How can I read multiple csv files from within multiple zip files with sometimes different columns using R fread?

Question 1

I'm trying to read in a lot of data as efficiently as possible; the data are in about 1,400 CSV files within 6 individual ZIP files. The CSV files are all similar timeseries data with the same columns, except some CSV files have an extra column ("yield_c" in this example). I need to import all data and would prefer to not unzip the ZIP files. I've had success with a few approaches but both have their problems; we'll call them A and B. Approach A seems to run much faster than B, but it is adding each CSV header as a new data row and (likely related) is causing all columns to be read as character. Approach B processes the full dataset correctly but is abominably slow.

Any tips on coding this better for efficiency and a proper data pull? I think I am missing something simple about how freadr processes the cmd input but I can't figure out how to make approach A work correctly without adding the header rows every time.

Here is a sample dataset of "only" 240 CSV files among 6 ZIP files with my two data processor functions datprocessorA() and datprocessorB(). Currently (for me) approach A takes a few seconds and approach B takes 2.5 minutes.

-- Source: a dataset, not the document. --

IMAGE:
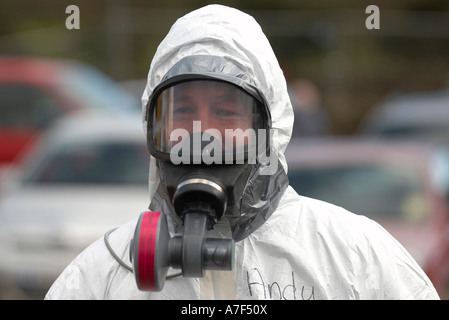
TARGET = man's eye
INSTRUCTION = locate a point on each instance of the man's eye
(183, 111)
(225, 113)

Apologies for any formatting or etiquette issues, I don't post here as I can usually find a solution. Similarly, apologies if this is a dupe but I've scoured the forums and haven't found anything to help this specific case; plenty of related issues but not this one in particular.

library(data.table)
# Create sample CSV files and zip them in a folder
tempath <- "temp"
dir.create(file.path(tempath), showWarnings = FALSE)
setwd(tempath)
dfs <- list()
num_dfs <- 240
for (i in 1:num_dfs) {
 
 data <- data.frame(date = seq(as.Date("1980年10月01日"), as.Date("2020年09月01日"), by = "month"),
 Subset = paste0("Subset", i),
 yield_a = sample(0:20,480, replace = TRUE),
 yield_b = sample(0:5,480, replace = TRUE))
 
 df_name <- paste0("df", i)
 
 dfs[[df_name]] <- data
}
# randomly (ish) add "yield_c" column to a subset of dataframes
seqz <- sort(unique(c(1,sample(seq(1,num_dfs, by = 5), size = num_dfs%/%3, replace = TRUE))))
for (j in seqz) {
 dfs[[j]]$yield_c = sample(1:10,480, replace = TRUE)
}
# write all to csv, zip up, delete csvs
for (k in seq_along(dfs)) {
 file_name <- paste0("file", k, ".csv") # Create a unique filename
 write.csv(dfs[[k]], file = file_name, row.names = FALSE) # Save to CSV
}
zipcount <- 6
for (l in 1:zipcount) {
 zip(paste0("zip",l,".zip"), paste0("file", seq(num_dfs/zipcount*(l-1)+1,num_dfs/zipcount*l,1), ".csv"))
}
file.remove(list.files(pattern = "\\.csv$", full.names = TRUE))
# import
# return to parent directory to more closely imitate my scenario
setwd("..")
#get path for all zip files
zips <- paste0(tempath, "/", list.files(path = tempath, full.names = F, recursive = F))
# first function to import all csvs into R as a table
datprocessorA <- function(zipdir) {
 
 connz <- paste("unzip -p",zipdir)
 datz <- rbindlist(lapply(connz, function(x) fread(x, sep=',', header = TRUE,
 stringsAsFactors=FALSE, fill = Inf)),
 use.names = TRUE, fill=TRUE)
 datz
}
# alternative function to import all csvs into R as a table
datprocessorB <- function(zipdir) {
 
 datz <- lapply(setNames(nm = unzip(zipdir, list = TRUE)$Name),
 function(fn) fread(cmd = paste("unzip -p -a",zipdir, fn), header = TRUE,
 stringsAsFactors=FALSE, fill = Inf)) %>%
 rbindlist(use.names = TRUE, fill=TRUE)
 datz
}
# for loop to process import function; choose datprocessorA or datprocessorB
funx <- datprocessorA
begin <- Sys.time()
for (i in 1:length(zips)) {
 
 zipdir <- zips[i]
 
 if (i == 1) {
 import <- funx(zipdir)
 } else {
 dat2 <- funx(zipdir)
 import <- rbind(import, dat2, fill = TRUE)
 rm(dat2)
 }
}
end <- Sys.time()
print(paste0("Approach A length: ",round(end-begin), " seconds"))
funx <- datprocessorB
begin <- Sys.time()
for (i in 1:length(zips)) {
 
 zipdir <- zips[i]
 
 if (i == 1) {
 import <- funx(zipdir)
 } else {
 dat2 <- funx(zipdir)
 import <- rbind(import, dat2, fill = TRUE)
 rm(dat2)
 }
}
end <- Sys.time()
print(paste0("Approach B length: ",round(end-begin), " minutes"))

Question 2

The following function seems to do what you want and is fast.
It reads all files in the zips passed in a vector zip_vector, with no need for a for loop.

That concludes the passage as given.